Access to Land in Namibia
Since becoming independent in 1990, Namibia has seen steady economic growth, increasing at an average rate of 4.3 percent in the past five years.

However, the country suffers from steep income inequality and poverty rates. Currently, 29.9 percent of Namibians are unemployed, 27.6 percent of households live in poverty and another 13.8 percent live in extreme poverty.

Of a population of 2.2 million, 70 percent are estimated to live in rural areas with limited access to health care, electricity, food and other resources.

According to Focus on Land in Africa, a research group that studies development in the continent, these economic and social imbalances are consequences of more than a century of German colonization and South African apartheid occupation.

Another lasting effect is the unequal access to land in Namibia for those who are not considered elite. Although the country has 820,000 square kilometers of land and a small population for its size, the region’s weather patterns and topography make for some uninhabitable parts, concentrating the population into certain areas.

In 1990, the white minority which made up less than 0.5 percent of the population owned almost all commercial land in Namibia. Shortly after becoming a sovereign state, the government of Namibia introduced comprehensive land reform to alleviate land access inequalities.

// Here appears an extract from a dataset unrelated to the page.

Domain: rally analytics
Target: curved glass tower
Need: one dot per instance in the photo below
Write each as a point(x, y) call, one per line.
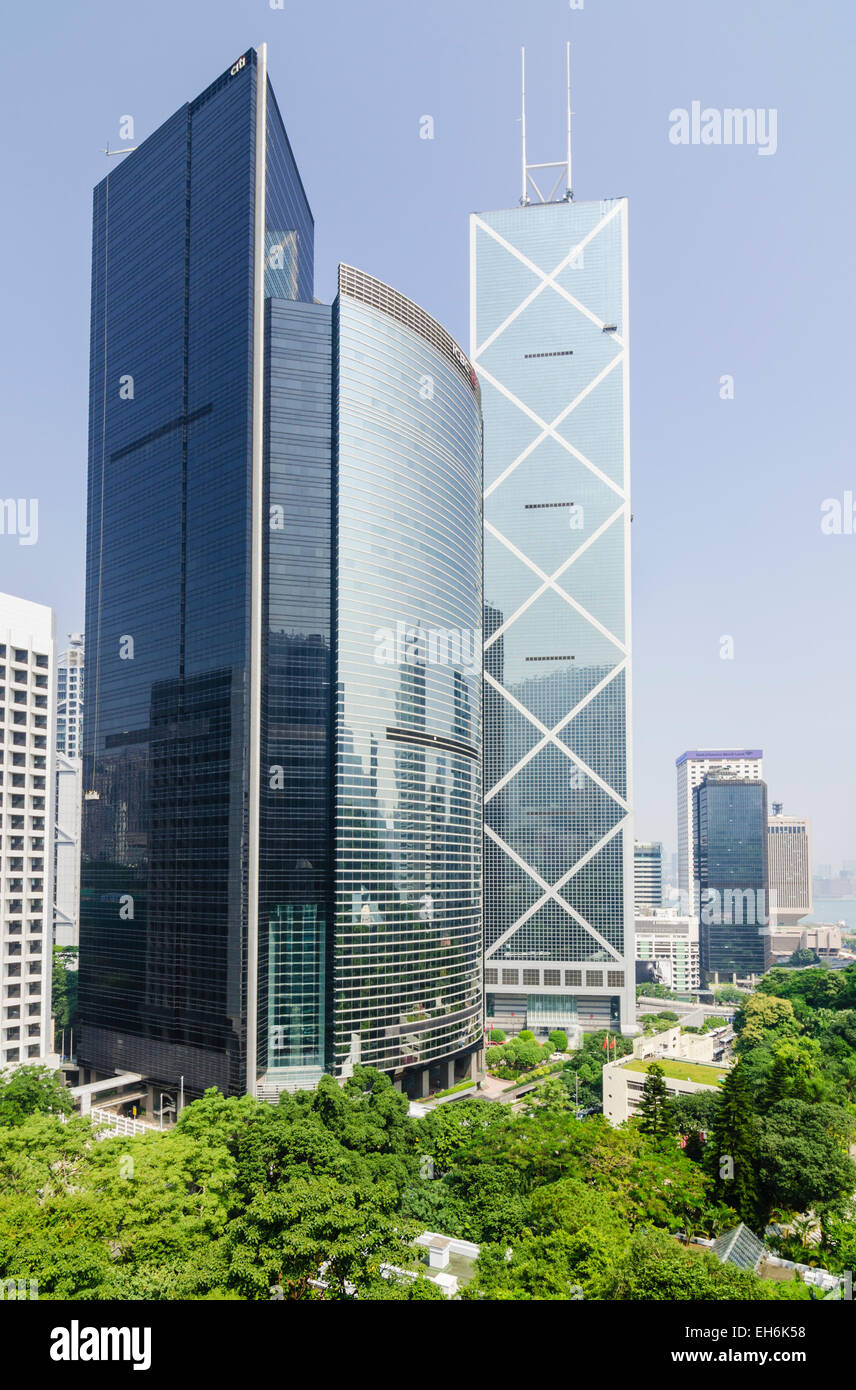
point(407, 717)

Decades later, unequal access to land in Namibia continues to be an issue, Brigadier General Paul Nathinge of the Namibian Defense Forces warns could be a security risk for the country.

“Namibia is experiencing a serious problem associated with land in terms of housing and resettlement,” Nathinge told New Era. “The majority of the population are for the expropriation of the white-owned farms, which are believed to have been forcefully acquired by the colonisers […].” Nathinge added the government has thus far been unable to resolve the housing crisis for the middle and lower class in urban regions.

Individuals and groups alike have called for the government to prioritize poverty and housing relief in legislation. Nathinge warns of the dangers of public uprisings, class conflicts and racial wars in the name of equality.

He says such extreme measures make Namibians more vulnerable to manmade disasters, both internal and external. A main concern for the country is foreign aggression from developed countries in the form of an economic and military takeover to take advantage of Namibia’s abundant natural resources and geographical features.

Current land reform in Namibia centers around the redistribution of farmland, land rights registration on communal land and land title provisions in urban areas. The Namibian government is working towards redistributing at least 15 million hectares of commercial farmland to previously disadvantaged Namibians by 2020.